The improvement in scanning electron microscopy (SEM) techniques has permitted us to describe the microstructure of the liver. By SEM, the liver peritoneal surface is composed of flat mesothelial cells possessing microvilli and cilia. Hepatic sinusoids connect the portal vessels with the terminal branches of the hepatic vein (central veins). Endothelial cells of the portal space arteries are elongated and arranged longitudinally, while those of the central and portal veins are polygonal and flattened, possessing microvilli.
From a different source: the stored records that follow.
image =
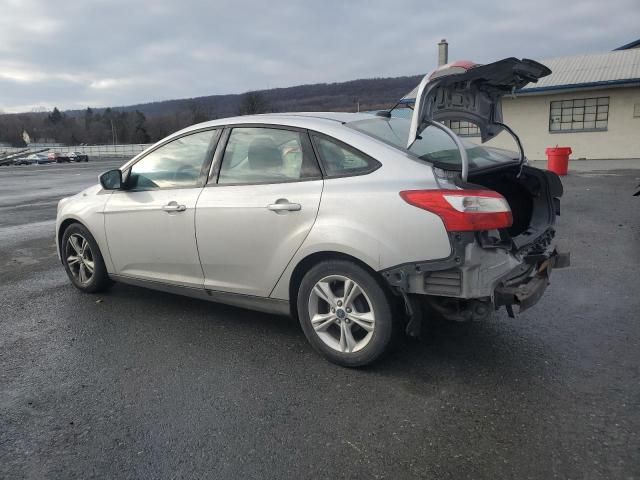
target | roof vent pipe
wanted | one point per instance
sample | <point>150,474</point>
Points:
<point>443,52</point>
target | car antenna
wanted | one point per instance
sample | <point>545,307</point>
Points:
<point>387,113</point>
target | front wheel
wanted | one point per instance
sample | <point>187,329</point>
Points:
<point>83,261</point>
<point>345,313</point>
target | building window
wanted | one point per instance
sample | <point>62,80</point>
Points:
<point>463,129</point>
<point>585,114</point>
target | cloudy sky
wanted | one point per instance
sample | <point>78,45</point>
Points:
<point>79,53</point>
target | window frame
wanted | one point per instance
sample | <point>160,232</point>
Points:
<point>375,164</point>
<point>213,143</point>
<point>214,172</point>
<point>573,100</point>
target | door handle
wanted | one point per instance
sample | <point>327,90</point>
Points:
<point>174,207</point>
<point>284,206</point>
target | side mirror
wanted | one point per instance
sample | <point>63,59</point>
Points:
<point>111,180</point>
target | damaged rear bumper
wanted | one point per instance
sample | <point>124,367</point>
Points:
<point>473,275</point>
<point>526,292</point>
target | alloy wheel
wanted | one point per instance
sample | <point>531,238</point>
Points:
<point>80,258</point>
<point>341,314</point>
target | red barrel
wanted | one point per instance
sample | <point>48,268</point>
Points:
<point>558,159</point>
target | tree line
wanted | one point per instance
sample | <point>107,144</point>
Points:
<point>147,123</point>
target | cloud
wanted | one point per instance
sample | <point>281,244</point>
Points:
<point>76,53</point>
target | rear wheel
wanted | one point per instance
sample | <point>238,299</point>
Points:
<point>345,314</point>
<point>83,261</point>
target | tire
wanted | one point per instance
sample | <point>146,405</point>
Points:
<point>367,313</point>
<point>78,257</point>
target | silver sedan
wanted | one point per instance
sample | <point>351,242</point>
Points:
<point>351,223</point>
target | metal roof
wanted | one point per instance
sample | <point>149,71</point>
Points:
<point>617,68</point>
<point>634,44</point>
<point>620,67</point>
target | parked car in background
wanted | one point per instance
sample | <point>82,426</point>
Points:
<point>78,157</point>
<point>37,158</point>
<point>352,223</point>
<point>22,161</point>
<point>59,157</point>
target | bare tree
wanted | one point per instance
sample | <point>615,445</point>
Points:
<point>252,103</point>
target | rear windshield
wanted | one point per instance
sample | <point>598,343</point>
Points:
<point>433,145</point>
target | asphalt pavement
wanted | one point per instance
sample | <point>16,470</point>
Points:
<point>139,384</point>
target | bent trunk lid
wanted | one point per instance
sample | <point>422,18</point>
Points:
<point>470,92</point>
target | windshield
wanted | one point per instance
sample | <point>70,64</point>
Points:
<point>433,145</point>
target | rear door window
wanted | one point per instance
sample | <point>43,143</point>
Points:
<point>177,164</point>
<point>340,160</point>
<point>267,155</point>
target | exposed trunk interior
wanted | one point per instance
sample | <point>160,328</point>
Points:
<point>533,198</point>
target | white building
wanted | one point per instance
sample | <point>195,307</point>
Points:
<point>590,103</point>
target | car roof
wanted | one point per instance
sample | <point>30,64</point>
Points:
<point>302,119</point>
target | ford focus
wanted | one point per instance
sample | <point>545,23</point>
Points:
<point>354,224</point>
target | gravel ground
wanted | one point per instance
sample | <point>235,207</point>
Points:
<point>139,384</point>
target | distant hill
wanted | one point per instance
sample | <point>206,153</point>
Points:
<point>149,122</point>
<point>371,93</point>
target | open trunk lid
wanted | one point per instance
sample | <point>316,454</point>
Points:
<point>471,92</point>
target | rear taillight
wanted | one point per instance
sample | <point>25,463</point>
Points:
<point>463,210</point>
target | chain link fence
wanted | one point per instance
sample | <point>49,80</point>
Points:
<point>91,150</point>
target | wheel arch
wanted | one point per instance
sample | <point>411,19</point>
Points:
<point>308,262</point>
<point>66,223</point>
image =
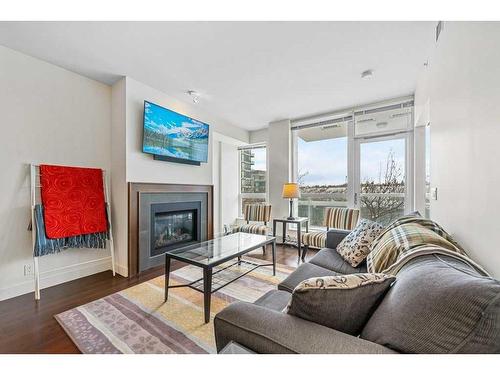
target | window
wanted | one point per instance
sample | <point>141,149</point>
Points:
<point>321,170</point>
<point>253,175</point>
<point>382,189</point>
<point>359,158</point>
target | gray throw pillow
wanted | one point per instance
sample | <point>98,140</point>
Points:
<point>343,302</point>
<point>355,247</point>
<point>438,305</point>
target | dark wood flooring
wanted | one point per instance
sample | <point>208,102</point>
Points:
<point>27,326</point>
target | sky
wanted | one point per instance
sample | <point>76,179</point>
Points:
<point>325,161</point>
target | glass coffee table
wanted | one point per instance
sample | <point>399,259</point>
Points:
<point>212,253</point>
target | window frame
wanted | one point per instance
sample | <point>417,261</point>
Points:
<point>241,195</point>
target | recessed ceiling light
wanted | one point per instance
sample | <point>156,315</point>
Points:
<point>367,73</point>
<point>195,96</point>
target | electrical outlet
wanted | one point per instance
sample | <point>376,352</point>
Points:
<point>28,270</point>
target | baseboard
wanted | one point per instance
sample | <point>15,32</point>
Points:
<point>121,270</point>
<point>59,276</point>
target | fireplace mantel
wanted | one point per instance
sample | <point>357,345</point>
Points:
<point>135,190</point>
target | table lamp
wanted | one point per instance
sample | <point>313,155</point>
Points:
<point>291,191</point>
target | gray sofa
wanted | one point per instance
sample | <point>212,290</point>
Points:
<point>438,304</point>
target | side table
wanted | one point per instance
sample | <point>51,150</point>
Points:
<point>297,220</point>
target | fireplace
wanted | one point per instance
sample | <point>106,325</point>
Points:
<point>174,225</point>
<point>164,217</point>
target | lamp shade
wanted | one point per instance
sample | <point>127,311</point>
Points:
<point>291,190</point>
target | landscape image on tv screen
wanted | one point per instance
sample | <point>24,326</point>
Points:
<point>169,133</point>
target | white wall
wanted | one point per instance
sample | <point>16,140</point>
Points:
<point>279,165</point>
<point>258,136</point>
<point>462,89</point>
<point>119,193</point>
<point>47,115</point>
<point>51,115</point>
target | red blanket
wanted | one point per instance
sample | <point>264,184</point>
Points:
<point>73,200</point>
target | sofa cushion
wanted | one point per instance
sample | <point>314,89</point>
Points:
<point>303,272</point>
<point>330,259</point>
<point>274,299</point>
<point>355,247</point>
<point>438,305</point>
<point>343,302</point>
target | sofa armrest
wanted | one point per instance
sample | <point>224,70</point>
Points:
<point>335,236</point>
<point>268,331</point>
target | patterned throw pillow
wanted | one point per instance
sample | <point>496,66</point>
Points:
<point>355,247</point>
<point>395,242</point>
<point>343,302</point>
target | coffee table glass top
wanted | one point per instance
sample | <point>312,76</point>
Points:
<point>220,249</point>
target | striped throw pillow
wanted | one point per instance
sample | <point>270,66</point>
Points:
<point>393,243</point>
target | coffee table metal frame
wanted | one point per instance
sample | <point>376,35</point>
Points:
<point>208,271</point>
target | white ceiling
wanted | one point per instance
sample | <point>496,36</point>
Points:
<point>249,73</point>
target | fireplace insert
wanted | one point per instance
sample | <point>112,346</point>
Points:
<point>174,225</point>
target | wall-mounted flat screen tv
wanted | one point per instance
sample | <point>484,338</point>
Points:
<point>172,135</point>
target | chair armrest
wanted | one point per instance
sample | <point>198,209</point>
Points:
<point>268,331</point>
<point>335,236</point>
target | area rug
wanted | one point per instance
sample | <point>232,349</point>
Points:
<point>136,320</point>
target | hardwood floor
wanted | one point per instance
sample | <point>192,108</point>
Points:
<point>27,326</point>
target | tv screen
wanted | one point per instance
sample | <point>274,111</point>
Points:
<point>168,133</point>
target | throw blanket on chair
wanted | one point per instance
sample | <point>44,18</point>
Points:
<point>409,237</point>
<point>73,200</point>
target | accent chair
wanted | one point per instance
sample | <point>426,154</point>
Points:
<point>340,220</point>
<point>259,214</point>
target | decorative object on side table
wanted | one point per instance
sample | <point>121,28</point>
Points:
<point>298,221</point>
<point>291,191</point>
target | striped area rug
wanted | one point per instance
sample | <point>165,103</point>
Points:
<point>136,320</point>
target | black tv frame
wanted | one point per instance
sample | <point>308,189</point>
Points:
<point>169,159</point>
<point>175,160</point>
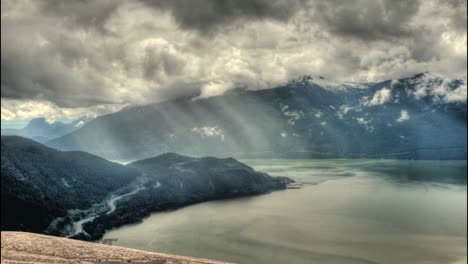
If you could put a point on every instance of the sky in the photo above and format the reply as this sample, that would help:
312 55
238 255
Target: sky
65 59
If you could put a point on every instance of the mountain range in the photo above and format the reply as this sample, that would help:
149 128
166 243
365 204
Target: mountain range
41 130
422 117
75 193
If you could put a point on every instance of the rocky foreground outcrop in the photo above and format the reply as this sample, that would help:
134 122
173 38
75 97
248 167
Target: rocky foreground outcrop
21 247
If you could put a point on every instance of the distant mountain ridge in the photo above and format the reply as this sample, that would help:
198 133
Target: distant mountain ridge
40 130
422 117
48 191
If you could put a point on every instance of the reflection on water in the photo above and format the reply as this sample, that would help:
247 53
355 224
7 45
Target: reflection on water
350 211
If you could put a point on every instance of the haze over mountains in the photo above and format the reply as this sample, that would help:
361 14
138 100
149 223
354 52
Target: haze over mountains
41 130
422 117
48 191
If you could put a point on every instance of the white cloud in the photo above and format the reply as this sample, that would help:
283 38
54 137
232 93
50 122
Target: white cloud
28 109
380 97
404 116
440 89
209 131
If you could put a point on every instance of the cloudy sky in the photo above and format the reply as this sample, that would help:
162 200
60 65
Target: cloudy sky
64 59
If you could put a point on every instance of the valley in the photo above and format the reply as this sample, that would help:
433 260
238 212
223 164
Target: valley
161 183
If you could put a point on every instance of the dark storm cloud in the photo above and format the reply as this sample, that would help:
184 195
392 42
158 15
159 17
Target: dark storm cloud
86 53
367 19
84 13
208 15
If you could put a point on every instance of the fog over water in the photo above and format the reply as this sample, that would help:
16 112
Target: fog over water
350 211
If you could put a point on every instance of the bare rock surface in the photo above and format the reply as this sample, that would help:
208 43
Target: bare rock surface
31 248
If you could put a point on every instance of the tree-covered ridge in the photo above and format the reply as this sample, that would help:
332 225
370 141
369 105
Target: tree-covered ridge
40 183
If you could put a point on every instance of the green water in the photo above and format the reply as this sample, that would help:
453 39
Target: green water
350 211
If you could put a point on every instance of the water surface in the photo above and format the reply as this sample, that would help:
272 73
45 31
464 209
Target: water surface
350 211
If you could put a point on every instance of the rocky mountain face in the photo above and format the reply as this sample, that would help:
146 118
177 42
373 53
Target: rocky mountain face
48 191
41 131
39 184
423 117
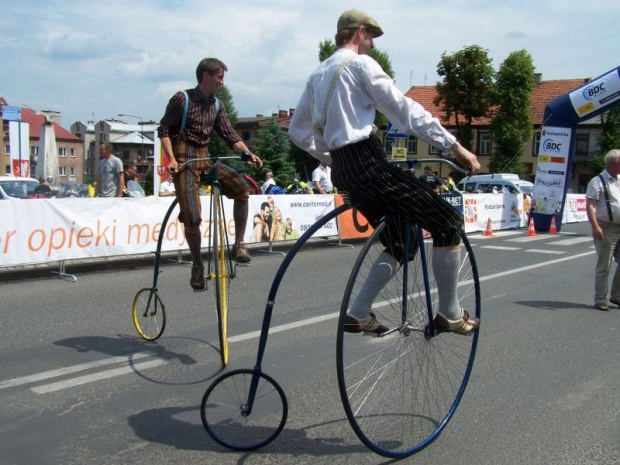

The sinusoidal endothelial cells show both small fenestrations (sieve plates), up to 200 nm in diameter, and large ones, up to 1 𝝁m. Within the sinusoids are seen bridging structures, covered by fenestrated endothelium, seeming to have a fibrillar core. Kupffer cells resemble macrophages, showing microvilli, blebs, lamellipodia and filopodia. Within the Space of Disse are seen the fat-storing cells, having laminar dendritic projections. The polyhedral liver cell faces the Space of Disse (vascular pole) or faces an adjacent hepatocyte (biliary pole). Vascular facets are evenly covered by microvilli. Biliary facets show a central longitudinal depression, bordered by microvilli (bile hemicanaliculi). Canaliculoductular junction and bile duct epithelia show blebs, microvilli and cilia. Up to now, fetal liver and liver pathology have been scarcely investigated by SEM: in the future, they can be successfully approached by three-dimensional studies.
Macchiarelli, G. and Motta, P. M.
"The Three-Dimensional Microstructure of the Liver A Review by Scanning Electron Microscopy,"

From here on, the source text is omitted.